INSIDE OUT 2012 (Toronto) – Bullhead (Rundskop) Review (Paolo Kagaoan)

INSIDE OUT 2012 (Toronto)

Bullhead (2011)

Directed by Michaël R. Roskam

Out of all the movies that were nominees or contenders from last year’s Best Foreign Picture Oscars, Michael R. Roskam’s Bullhead is my ‘holdout’. I use that word because there have been waves of those movies being released starting with TIFF and after that, the Oscar season. It never seemed to have gotten a proper release here in Toronto until a one-night engagement at this year’s Inside Out. And The Grid’s Jason Anderson called it ‘the second-weirdest contender for the Oscar for best foreign film in recent years,’ and calling a movie ‘weird’ is a sure fire way of getting my butt into a seat.

Unless he used the word to mean that it was undeserving of the nomination, or that I’m desensitized and difficult to shock, the movie isn’t weird at all. Sure there’s a lot of body transformation here, as we watch protagonist Jacky Vanmarsenille (Mattias Schoenaerts) transform within four different physical selves. He’s a stocky herder; his faded clothes making his facial features stick out to the rival farmers whom he’s intimidating. He also handles the finer side of his business or goes to nightclubs, the civilized, tightly tailored clothes restraining his rage. A naked muscle god who doesn’t shy from injecting testosterone into himself, the camera making his arms look shorter, making him look like one of the cows in his barn. Lastly he’s the skinny, curious kid in his pre-teens, the person he really is despite of his bulk and his anger. Those effects aren’t weird but nifty, the movie cautiously negotiating between his clashing self-hoods.

The movie is a series of complementary opposites. It’s dirty and tactile, using the rural setting as a starting point to make way for the soiled luxury cars, garages and barns where the characters lurk. It has that sleekness of recent Northern European cinema. I see this belonging with the likes of Black Swan, Drive, Shame, Pariah and Rampart, all these belonging with each other as they all, in their own way, face questions of body horror, sexual ambiguity and contemporary sexual repression, and the neon-lit aesthetic of the places where these characters escape. It also has the kind of pacing that isn’t for audiences who want their nudity and violence through meditative solitude. But I do understand the movie’s aims and I champion it for its sense of purpose.
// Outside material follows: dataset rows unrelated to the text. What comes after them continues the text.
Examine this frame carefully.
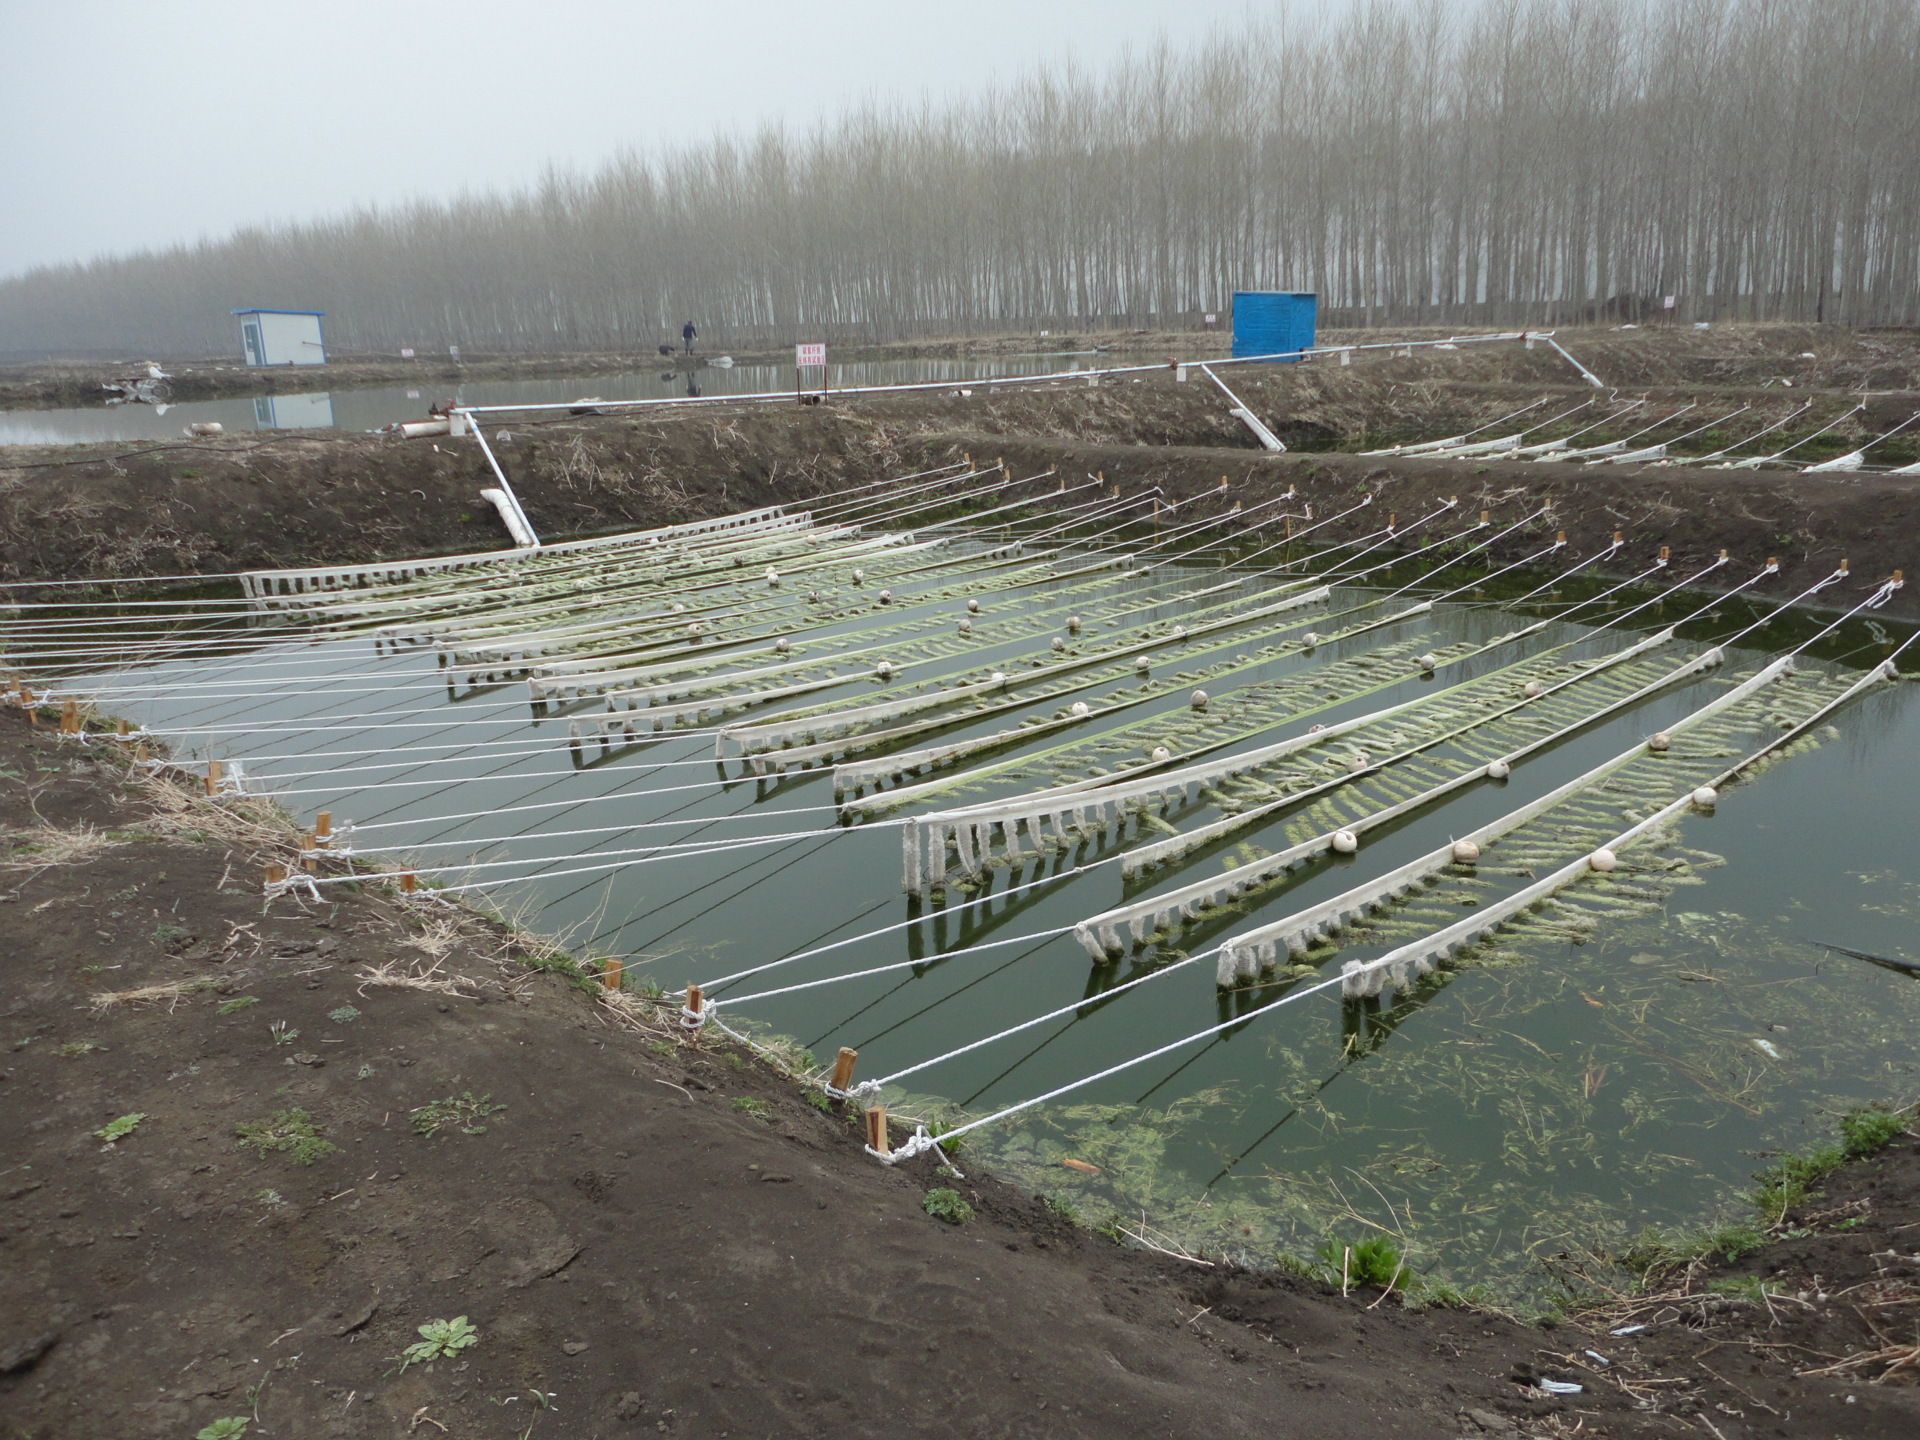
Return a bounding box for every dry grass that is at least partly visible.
[89,978,217,1012]
[0,824,122,871]
[353,957,475,997]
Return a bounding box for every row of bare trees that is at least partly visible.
[4,0,1917,358]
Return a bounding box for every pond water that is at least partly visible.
[19,522,1918,1304]
[0,355,1101,447]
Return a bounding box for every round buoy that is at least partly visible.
[1522,680,1542,699]
[672,602,687,613]
[1071,701,1090,717]
[1301,632,1319,647]
[1347,754,1367,773]
[774,637,790,654]
[1051,636,1066,652]
[1487,759,1511,780]
[1692,786,1718,807]
[1190,689,1209,711]
[1134,655,1151,673]
[966,598,980,614]
[807,590,821,604]
[1332,830,1359,855]
[1452,839,1481,864]
[687,621,704,636]
[1418,653,1438,672]
[852,569,865,584]
[1647,731,1671,752]
[958,619,972,635]
[878,589,892,605]
[1588,848,1618,873]
[991,671,1007,687]
[765,567,780,585]
[875,661,893,679]
[1067,615,1082,631]
[1307,723,1325,734]
[1172,625,1188,641]
[1151,746,1172,763]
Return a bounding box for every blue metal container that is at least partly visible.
[1231,292,1317,362]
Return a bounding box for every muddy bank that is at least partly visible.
[0,364,1914,623]
[3,710,1916,1440]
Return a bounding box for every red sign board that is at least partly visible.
[795,343,826,368]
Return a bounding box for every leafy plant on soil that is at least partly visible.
[235,1108,337,1165]
[410,1092,504,1137]
[267,1020,298,1046]
[195,1419,250,1439]
[397,1316,480,1371]
[1317,1235,1407,1289]
[730,1096,773,1122]
[922,1188,974,1225]
[327,1005,360,1024]
[95,1112,146,1143]
[216,996,258,1014]
[54,1039,103,1057]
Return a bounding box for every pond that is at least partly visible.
[16,506,1918,1305]
[0,355,1102,447]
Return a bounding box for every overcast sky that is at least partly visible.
[0,0,1276,281]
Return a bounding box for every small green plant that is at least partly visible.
[397,1315,480,1370]
[96,1112,147,1143]
[356,1063,374,1080]
[1316,1235,1407,1289]
[803,1090,835,1113]
[151,923,190,945]
[235,1108,337,1165]
[1840,1105,1907,1158]
[1409,1276,1493,1310]
[217,996,259,1015]
[54,1040,103,1058]
[922,1188,974,1225]
[196,1419,250,1440]
[268,1020,298,1046]
[327,1005,361,1024]
[411,1092,504,1137]
[256,1188,287,1209]
[730,1096,774,1121]
[927,1119,965,1155]
[1040,1194,1080,1224]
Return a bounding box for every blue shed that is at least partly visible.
[1231,292,1317,362]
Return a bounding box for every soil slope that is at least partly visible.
[3,714,1918,1440]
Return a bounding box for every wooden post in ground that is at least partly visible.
[315,812,332,849]
[830,1047,858,1091]
[602,956,623,991]
[865,1105,890,1157]
[205,759,222,795]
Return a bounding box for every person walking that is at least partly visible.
[682,320,697,355]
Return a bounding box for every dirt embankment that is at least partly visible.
[3,712,1917,1440]
[1,357,1915,622]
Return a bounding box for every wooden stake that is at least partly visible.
[61,700,78,734]
[1481,510,1490,525]
[1659,546,1670,562]
[1556,530,1567,545]
[315,812,332,848]
[265,864,286,885]
[302,833,318,872]
[1839,557,1850,575]
[116,718,130,739]
[1613,529,1623,546]
[205,759,222,795]
[865,1105,890,1157]
[830,1046,858,1091]
[400,872,416,893]
[685,982,704,1018]
[602,956,623,991]
[1218,474,1227,492]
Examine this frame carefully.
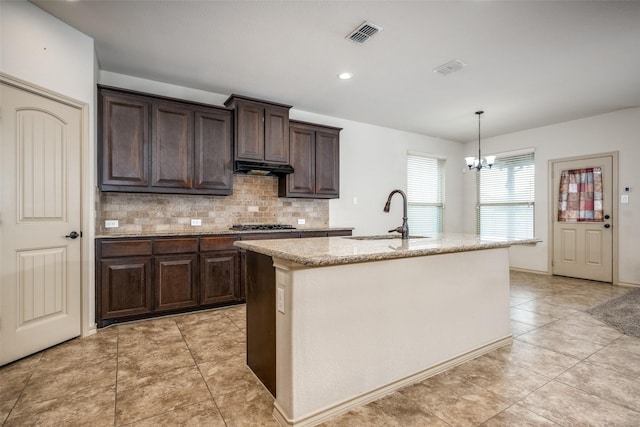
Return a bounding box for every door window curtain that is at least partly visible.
[558,167,603,222]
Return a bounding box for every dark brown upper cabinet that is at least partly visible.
[279,120,341,199]
[224,95,292,165]
[151,101,193,189]
[99,86,233,195]
[99,91,150,187]
[193,108,233,191]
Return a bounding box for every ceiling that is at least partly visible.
[31,0,640,142]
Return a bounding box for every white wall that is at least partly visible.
[1,1,97,331]
[1,1,94,104]
[463,108,640,285]
[99,71,466,237]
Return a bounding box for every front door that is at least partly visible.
[0,81,82,365]
[552,154,614,282]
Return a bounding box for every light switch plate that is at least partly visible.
[298,218,306,225]
[621,195,629,204]
[105,220,118,228]
[191,218,202,226]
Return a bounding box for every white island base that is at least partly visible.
[270,247,512,426]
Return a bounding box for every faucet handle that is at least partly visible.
[388,227,402,234]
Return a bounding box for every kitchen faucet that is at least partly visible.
[383,189,409,239]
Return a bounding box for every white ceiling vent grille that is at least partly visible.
[346,21,383,44]
[433,59,467,76]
Hailing from Limburg, within the Dutch half of Belgium, Jacky bellows his anxieties about his business and his dealings with illegal hormone dealers, especially with the murder of a police officer investigating the ‘hormone mafia,’ the mafia including some scary suited men and their comic-relief counterparts. What’s more, there’s a banshee-like middle-management female officer convinced that he’s behind the killing. She assigns Diederik, a quasi-closeted homosexual, to infiltrate his circle. Diederik is Jacky’s childhood best friend, their relationship ending when a Francophone bully named Bruno attacks Jacky in one of the most violent scenes ever depicted on film. And this isn’t a flashback movie without Jacky searching for his bully and his beautiful sister, the latter two having little recollection of who he is.

As much as this movie effectively mixes understated visuals and complex storytelling, it also showcases Schoenaerts’ kinetic performance, exposing his character’s courage and vulnerability. His international recognition has its beginnings here and can hopefully continue with the release of this year’s Cannes favourite, Rust and Bone. Bullhead will be released on DVD and Blu-Ray on June 26.